Environmental DNA Helps Reveal Reef Shark Distribution Across a Remote Archipelago
Dunn, N., Curnick, D.J., Carbone, C., Carlisle, A.B., Chapple, T.K., Dowell, R., Ferretti, F., Jacoby, D.M.P., Schallert, R.J., Steyaert, M., Tickler, D.M., Williamson, M.J., Block, B.A., Savolainen, V. (2023). Environmental DNA helps reveal reef shark distribution across a remote archipelago. Ecological Indicators.

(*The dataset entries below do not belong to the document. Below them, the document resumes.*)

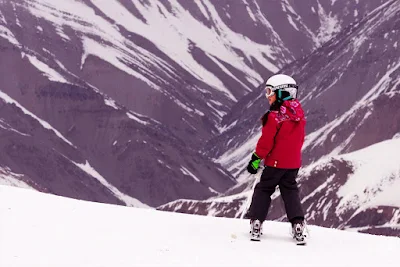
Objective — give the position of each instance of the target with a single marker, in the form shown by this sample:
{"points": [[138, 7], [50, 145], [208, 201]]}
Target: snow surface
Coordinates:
{"points": [[43, 230]]}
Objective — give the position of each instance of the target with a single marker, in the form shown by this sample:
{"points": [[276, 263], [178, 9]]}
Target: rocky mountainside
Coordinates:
{"points": [[350, 90], [109, 100]]}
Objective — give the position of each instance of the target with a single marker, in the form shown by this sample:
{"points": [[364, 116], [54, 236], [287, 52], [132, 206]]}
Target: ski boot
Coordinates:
{"points": [[299, 233], [255, 230]]}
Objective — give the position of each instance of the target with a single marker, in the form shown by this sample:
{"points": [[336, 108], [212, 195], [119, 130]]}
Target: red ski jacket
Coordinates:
{"points": [[283, 136]]}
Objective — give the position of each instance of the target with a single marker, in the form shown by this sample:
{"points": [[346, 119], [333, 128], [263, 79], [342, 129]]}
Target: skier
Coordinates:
{"points": [[279, 146]]}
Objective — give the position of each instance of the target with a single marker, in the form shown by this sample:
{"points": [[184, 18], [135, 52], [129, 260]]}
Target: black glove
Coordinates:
{"points": [[254, 163]]}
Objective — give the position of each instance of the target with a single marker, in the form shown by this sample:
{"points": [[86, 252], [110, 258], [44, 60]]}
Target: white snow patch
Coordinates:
{"points": [[9, 178], [134, 117], [46, 70], [251, 14], [318, 137], [212, 190], [45, 124], [330, 25], [376, 179], [91, 47], [8, 35], [64, 228], [202, 8], [181, 28], [111, 103], [128, 200], [187, 172], [4, 125]]}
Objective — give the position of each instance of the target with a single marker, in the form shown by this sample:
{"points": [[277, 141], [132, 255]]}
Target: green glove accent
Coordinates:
{"points": [[256, 164]]}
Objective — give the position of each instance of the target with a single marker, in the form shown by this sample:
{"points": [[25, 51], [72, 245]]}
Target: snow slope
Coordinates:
{"points": [[38, 229], [355, 191]]}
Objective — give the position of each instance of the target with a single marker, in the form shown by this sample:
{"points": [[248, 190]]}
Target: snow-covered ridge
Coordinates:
{"points": [[116, 236], [180, 31]]}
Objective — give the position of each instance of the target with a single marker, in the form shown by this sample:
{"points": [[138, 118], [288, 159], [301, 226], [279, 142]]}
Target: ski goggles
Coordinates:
{"points": [[270, 90]]}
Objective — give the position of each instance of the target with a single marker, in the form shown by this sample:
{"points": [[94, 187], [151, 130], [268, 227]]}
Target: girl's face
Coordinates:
{"points": [[271, 99], [270, 94]]}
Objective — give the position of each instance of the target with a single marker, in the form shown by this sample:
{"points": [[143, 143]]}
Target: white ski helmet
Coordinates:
{"points": [[282, 82]]}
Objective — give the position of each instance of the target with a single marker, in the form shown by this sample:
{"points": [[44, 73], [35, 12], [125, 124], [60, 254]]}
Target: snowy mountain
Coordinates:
{"points": [[141, 103], [45, 230], [354, 191], [350, 91], [105, 100]]}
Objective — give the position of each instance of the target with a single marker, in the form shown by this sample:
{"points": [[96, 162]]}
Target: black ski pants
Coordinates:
{"points": [[261, 200]]}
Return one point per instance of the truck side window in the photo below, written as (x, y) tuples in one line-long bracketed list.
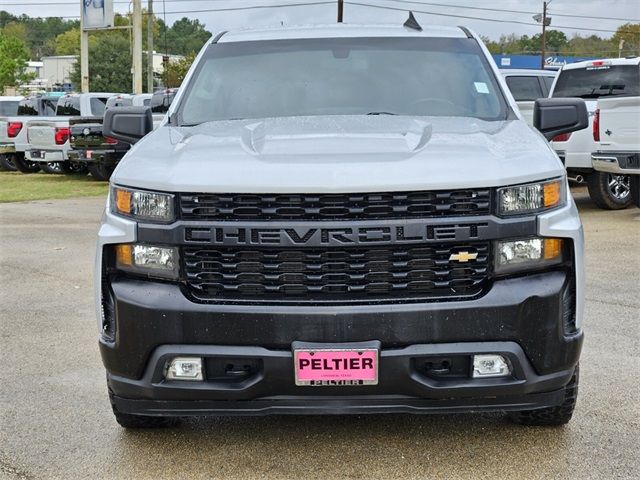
[(28, 108), (68, 106), (97, 106), (524, 88)]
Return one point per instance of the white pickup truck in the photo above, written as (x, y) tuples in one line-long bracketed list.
[(616, 131), (595, 81), (13, 130), (49, 137)]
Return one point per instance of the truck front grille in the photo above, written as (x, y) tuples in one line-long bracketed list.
[(334, 275), (352, 206)]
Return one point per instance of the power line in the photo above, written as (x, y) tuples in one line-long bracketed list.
[(467, 7), (467, 17), (230, 9)]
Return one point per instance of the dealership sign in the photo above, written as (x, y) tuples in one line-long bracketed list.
[(96, 14)]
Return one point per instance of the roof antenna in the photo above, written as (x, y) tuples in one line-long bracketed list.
[(412, 23)]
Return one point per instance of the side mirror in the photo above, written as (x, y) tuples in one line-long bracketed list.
[(555, 116), (127, 124)]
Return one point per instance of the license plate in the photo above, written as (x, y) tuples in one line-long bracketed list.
[(336, 366)]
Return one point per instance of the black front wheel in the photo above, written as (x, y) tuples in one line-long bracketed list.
[(25, 166), (552, 416), (610, 191), (7, 163)]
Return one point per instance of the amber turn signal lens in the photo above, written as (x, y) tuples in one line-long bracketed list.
[(552, 193), (123, 201), (123, 254), (552, 248)]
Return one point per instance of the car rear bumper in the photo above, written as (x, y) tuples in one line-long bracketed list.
[(519, 318), (40, 155), (622, 163)]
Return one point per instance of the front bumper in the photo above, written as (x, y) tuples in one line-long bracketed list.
[(621, 163), (519, 318), (39, 155)]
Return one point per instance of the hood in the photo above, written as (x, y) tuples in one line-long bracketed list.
[(338, 154)]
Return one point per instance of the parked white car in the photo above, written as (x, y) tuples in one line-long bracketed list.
[(595, 81), (49, 138), (527, 86)]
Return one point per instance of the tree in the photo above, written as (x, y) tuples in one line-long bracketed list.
[(182, 38), (68, 43), (177, 70), (109, 63), (14, 56), (630, 33)]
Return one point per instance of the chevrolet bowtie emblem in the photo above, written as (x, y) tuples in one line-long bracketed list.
[(463, 256)]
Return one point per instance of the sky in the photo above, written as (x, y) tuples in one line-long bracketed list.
[(563, 13)]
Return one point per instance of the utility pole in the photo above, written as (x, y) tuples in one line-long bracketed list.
[(546, 21), (84, 58), (544, 31), (150, 22), (137, 47)]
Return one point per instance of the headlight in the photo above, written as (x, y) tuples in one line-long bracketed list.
[(147, 260), (142, 205), (527, 254), (531, 198)]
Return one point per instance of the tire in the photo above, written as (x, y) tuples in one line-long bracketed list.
[(100, 172), (73, 168), (7, 163), (25, 166), (53, 168), (552, 416), (610, 191), (127, 420)]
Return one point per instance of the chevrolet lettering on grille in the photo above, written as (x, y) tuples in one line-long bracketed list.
[(323, 236)]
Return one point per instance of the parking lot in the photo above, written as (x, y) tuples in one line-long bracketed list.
[(56, 420)]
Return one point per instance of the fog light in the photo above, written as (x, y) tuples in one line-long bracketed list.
[(185, 368), (490, 366)]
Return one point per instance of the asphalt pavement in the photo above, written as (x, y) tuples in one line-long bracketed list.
[(55, 419)]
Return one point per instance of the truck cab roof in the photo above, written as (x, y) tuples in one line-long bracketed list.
[(338, 31), (602, 62)]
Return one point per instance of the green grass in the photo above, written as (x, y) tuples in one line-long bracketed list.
[(18, 187)]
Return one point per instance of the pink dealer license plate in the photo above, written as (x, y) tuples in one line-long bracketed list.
[(336, 367)]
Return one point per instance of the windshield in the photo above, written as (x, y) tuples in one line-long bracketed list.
[(599, 81), (345, 76), (9, 107)]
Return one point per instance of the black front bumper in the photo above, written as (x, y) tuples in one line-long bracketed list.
[(520, 318)]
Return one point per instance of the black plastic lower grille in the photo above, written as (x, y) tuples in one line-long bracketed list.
[(336, 275)]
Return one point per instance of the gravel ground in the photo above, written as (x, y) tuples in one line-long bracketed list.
[(55, 420)]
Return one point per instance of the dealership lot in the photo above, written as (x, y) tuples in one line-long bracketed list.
[(55, 420)]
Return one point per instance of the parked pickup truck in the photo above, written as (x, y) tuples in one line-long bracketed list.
[(593, 81), (298, 237), (91, 148), (8, 108), (13, 129), (616, 131), (49, 138)]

Environmental DNA (eDNA) methods are being increasingly used in proof-of-concept studies to detect shark species, many populations of which are experiencing severe declines. These methods are widely seen as the future of biodiversity monitoring, but they have yet to become established as routine monitoring techniques for elasmobranch species. Here, we developed species-specific quantitative PCR assays for the detection of grey reef shark (Carcharhinus amblyrhynchos) and silvertip shark (Carcharhinus albimarginatus). We assessed whether species-specific eDNA methods could infer the distribution of the two species around the atolls of the Chagos Archipelago, which, despite being surrounded by a large marine protected area, experience contrasting levels of illegal fishing leading to heterogeneity in shark population densities. We found that eDNA detections were significantly reduced and sporadic around the northern atolls, which are under high pressure from illegal fishing. By contrast eDNA detections of both species were ubiquitous and consistent around the highly protected atoll Diego Garcia. We postulate that current levels of illegal, unreported and unregulated (IUU) fishing is having a significant impact on the shark community in the northern atolls and suppressing local reef shark populations. In the northern atolls we also employed visual and acoustic telemetry techniques to reveal the distribution of reef sharks. We found that despite eDNA samples being taken directly after visual surveys, detection results did not correlate, suggesting a need for further optimisation of eDNA methods for detecting sharks. However, both species were detected by eDNA in sites where they were not observed, highlighting that the scale of the sampling environment must be considered when inferring eDNA results and showing that eDNA methods can be used to fill gaps in data from more established monitoring techniques. We conclude that eDNA methods should be used in combination with other techniques to provide a complete picture of shark distribution so that threatened species can be better protected.